Required Probability = People with cancer and positive mamography/People with positive mamography

Denominator is P(B). We already know that!

On to the numerator:
P(A)% (1%) people have cancer
Out of these P(B|A)% (0.10304*) people have positive mamographies

So,
People with cancer AND positive mamography = (Any Guesses???)
Yes, its 1% * 0.10304%!
=P(A)*P(B|A)

SO.

P(A|B) = P(A)*P(B|A)/P(B)

As simple as that!
That's what Bayes was trying to tell you...
I bet you did'nt knew it was this simple!!! :)

Thursday, March 5, 2009

Efficient Captchas

There is a whole lot of buzz in the internet about alternatives to captchas (i mean alternatives to image captchas). Its not mainly because captchas are not secure against bots, but because they aren't convenient!!!
People are getting bugged because of highly illegible captcha strings (http://tinyurl.com/5bvk7c).

But i really feel, captchas, if done properly are the best form of human recognition technique. Its simple, fast, and sufficiently secure. People are used to image captchas, and it just works! I get more bugged when I'm asked silly questions, or to solve a mathematical equation or when i have to select kittens out of 9 pictures of animals!!!

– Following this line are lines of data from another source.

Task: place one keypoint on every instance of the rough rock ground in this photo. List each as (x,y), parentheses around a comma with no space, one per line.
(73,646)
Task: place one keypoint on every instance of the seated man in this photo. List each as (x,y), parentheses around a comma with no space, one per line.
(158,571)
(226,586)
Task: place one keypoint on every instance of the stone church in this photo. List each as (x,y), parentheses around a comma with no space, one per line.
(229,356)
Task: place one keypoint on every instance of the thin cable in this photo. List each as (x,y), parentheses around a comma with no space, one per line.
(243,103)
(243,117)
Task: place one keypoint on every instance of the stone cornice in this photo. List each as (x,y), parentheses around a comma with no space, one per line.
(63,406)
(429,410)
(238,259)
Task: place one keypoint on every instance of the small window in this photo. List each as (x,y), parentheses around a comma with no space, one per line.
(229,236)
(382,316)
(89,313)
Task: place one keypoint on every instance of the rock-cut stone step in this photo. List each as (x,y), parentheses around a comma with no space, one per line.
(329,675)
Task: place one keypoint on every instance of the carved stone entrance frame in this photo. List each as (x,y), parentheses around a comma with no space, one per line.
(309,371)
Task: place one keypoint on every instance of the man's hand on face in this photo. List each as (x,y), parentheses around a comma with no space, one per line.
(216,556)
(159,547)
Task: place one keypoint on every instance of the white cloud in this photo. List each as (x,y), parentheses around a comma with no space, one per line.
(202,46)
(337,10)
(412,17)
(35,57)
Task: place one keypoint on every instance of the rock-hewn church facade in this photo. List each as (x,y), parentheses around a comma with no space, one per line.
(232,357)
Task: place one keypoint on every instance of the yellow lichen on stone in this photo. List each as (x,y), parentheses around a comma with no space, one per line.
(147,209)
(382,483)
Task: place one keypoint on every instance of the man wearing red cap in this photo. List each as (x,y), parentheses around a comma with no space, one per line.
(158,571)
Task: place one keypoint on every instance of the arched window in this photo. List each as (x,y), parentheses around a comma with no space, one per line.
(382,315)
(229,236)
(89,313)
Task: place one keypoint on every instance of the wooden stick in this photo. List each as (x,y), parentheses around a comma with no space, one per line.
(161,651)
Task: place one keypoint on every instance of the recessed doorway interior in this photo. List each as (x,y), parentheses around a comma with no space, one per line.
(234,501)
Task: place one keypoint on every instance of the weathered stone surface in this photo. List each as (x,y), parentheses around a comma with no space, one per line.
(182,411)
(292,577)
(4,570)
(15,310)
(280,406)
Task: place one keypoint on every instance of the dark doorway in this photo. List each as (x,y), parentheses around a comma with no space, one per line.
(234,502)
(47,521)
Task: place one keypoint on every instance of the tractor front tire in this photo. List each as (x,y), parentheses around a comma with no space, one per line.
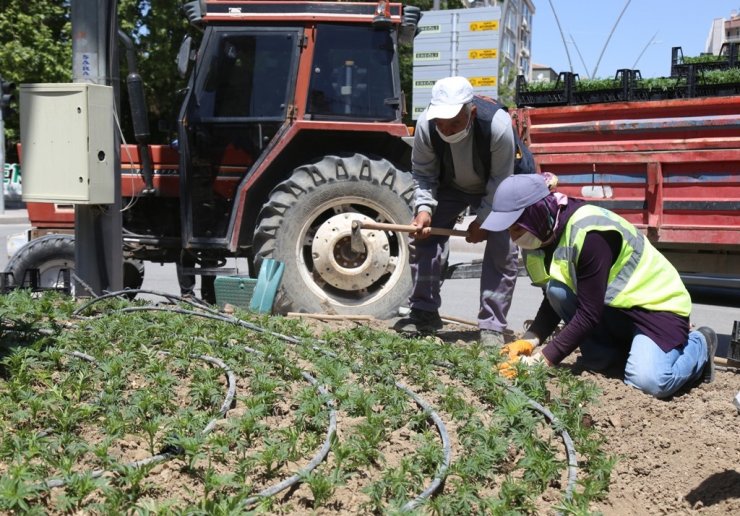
(51,254)
(306,224)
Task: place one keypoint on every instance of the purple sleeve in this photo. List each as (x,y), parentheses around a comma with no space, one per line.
(592,274)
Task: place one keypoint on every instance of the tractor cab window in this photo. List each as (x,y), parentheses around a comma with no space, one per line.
(248,76)
(352,74)
(239,102)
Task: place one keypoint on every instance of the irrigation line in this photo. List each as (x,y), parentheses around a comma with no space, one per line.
(567,441)
(441,473)
(209,313)
(315,461)
(164,456)
(570,450)
(446,447)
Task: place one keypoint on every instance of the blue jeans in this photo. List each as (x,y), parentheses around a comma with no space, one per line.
(615,341)
(498,271)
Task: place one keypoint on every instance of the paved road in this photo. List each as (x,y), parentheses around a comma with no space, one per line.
(712,307)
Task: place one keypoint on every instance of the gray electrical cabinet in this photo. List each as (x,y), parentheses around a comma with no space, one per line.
(67,143)
(456,42)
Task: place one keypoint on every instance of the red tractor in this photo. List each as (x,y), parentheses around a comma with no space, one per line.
(291,127)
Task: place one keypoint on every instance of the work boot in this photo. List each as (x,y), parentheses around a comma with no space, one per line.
(419,321)
(710,337)
(491,339)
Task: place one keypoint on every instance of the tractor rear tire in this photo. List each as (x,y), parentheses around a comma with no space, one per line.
(306,224)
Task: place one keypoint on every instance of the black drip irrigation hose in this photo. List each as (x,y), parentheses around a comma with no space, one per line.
(163,456)
(570,449)
(210,313)
(441,473)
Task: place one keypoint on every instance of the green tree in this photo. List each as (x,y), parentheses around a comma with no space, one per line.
(35,46)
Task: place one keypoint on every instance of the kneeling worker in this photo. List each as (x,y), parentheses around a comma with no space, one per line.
(621,300)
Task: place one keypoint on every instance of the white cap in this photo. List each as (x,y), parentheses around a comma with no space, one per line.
(449,95)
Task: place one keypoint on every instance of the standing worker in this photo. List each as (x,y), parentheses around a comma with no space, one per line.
(464,146)
(622,301)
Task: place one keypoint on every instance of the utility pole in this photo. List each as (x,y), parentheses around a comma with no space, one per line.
(98,233)
(6,87)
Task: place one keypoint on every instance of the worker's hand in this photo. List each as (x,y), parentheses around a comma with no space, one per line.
(423,221)
(509,368)
(475,233)
(519,348)
(551,180)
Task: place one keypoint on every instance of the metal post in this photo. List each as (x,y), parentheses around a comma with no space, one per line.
(2,161)
(98,233)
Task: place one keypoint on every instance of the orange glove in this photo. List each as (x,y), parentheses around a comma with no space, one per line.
(521,347)
(508,369)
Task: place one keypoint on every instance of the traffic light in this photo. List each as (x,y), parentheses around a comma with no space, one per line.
(6,96)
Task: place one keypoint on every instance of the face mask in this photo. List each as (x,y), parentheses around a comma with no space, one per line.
(457,137)
(528,241)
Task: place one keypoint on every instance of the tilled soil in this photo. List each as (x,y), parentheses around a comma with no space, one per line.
(675,456)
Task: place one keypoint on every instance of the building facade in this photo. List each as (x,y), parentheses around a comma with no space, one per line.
(723,30)
(515,45)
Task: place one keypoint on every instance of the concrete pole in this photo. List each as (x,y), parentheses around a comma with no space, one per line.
(98,233)
(2,161)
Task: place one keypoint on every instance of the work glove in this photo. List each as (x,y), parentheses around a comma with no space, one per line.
(519,350)
(508,369)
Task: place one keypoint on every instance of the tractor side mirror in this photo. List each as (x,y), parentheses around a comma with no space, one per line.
(183,56)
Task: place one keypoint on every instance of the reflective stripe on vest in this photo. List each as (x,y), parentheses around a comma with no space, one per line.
(534,262)
(640,276)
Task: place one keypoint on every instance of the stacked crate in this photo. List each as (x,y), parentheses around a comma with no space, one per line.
(462,42)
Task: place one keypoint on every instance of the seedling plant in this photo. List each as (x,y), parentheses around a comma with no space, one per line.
(119,411)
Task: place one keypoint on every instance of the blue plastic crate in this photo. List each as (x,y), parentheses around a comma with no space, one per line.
(234,290)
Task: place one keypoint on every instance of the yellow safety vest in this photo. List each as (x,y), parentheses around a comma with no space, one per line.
(640,277)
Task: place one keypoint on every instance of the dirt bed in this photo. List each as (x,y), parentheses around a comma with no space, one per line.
(677,456)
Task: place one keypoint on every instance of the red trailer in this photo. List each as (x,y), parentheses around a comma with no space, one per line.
(671,167)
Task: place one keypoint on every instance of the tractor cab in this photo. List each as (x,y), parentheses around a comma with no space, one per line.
(261,67)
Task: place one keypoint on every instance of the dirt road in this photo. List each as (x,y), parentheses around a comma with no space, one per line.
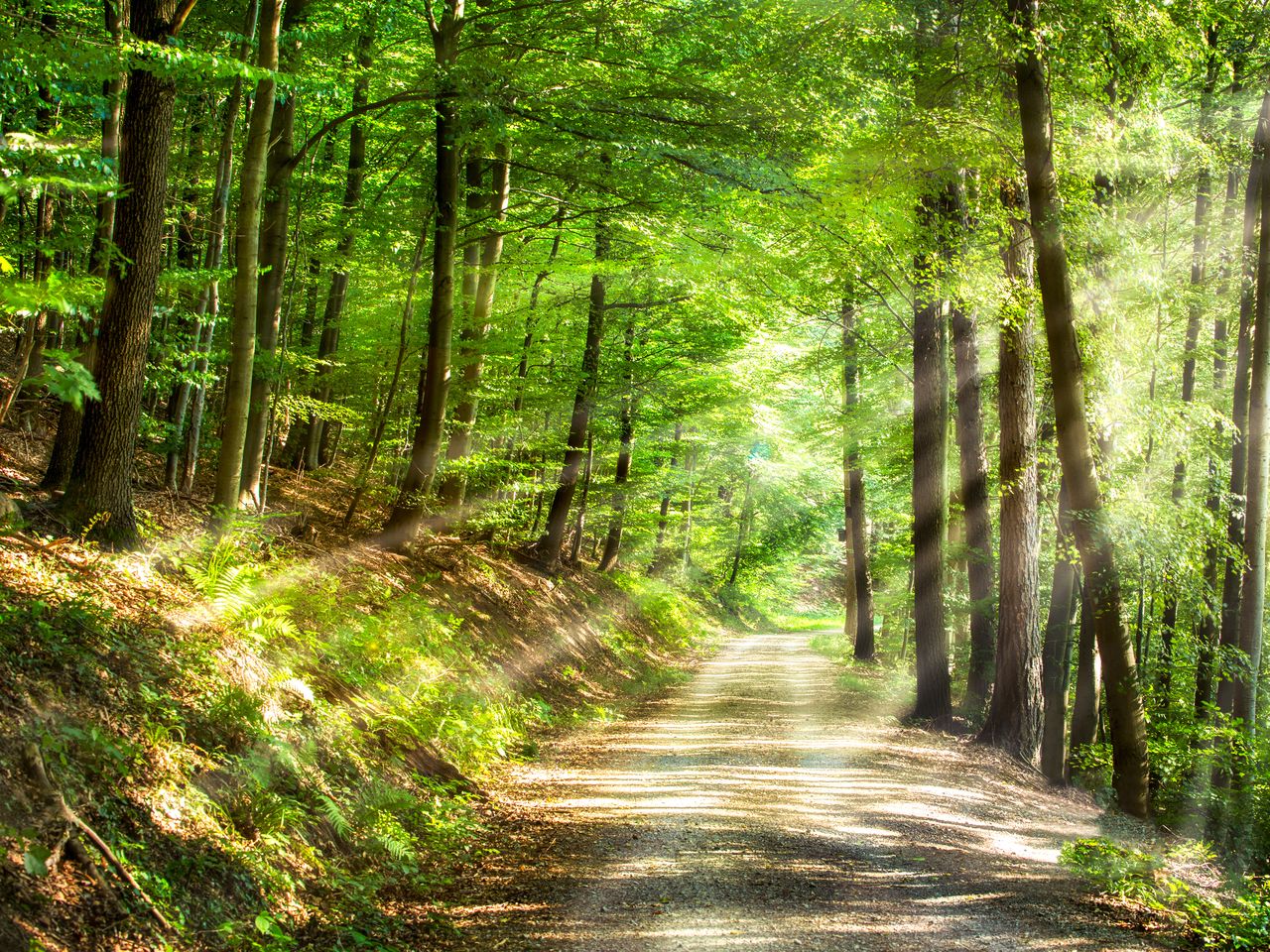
(762,807)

I put up some points here on how to create usable and convenient captchas:

1. Use a light background. I'll prefer a plain white background. Backgrounds do provide some security but having a regular background for all captchas does not helps as an average captcha solving algo will adapt itself to it.

So, its always better to present your captcha in white background, so that its easier to read.

2. Dont just use random words, instead use a phonetic generator to generate your captcha strings. This helps a lot in terms of captcha usability. Also, a phonetic generator does not poses much threat to your captcha getting hacked. Sure, it increases the threat but it provides more usability than threat.

3. DO NOT use a straight baseline and loosely couples letters. While writing any captcha hacking program, the most difficult operation is Segmentation. You can captivate on this weakness of captcha hackers by keeping wavy baselines and keeping letters coupled in random fashion.

4. Use single color for your captcha (better user experience and readability). A captcha bot can easily convert your captcha to grayscale for hacking.

5. Use letter warping, instead of image warping for the whole captcha. Warped letters are difficult to segment and recognize.

6. Differnt length captcha strings everytime for more security.

I hope it helps the community and eventually the end users, the humans!!!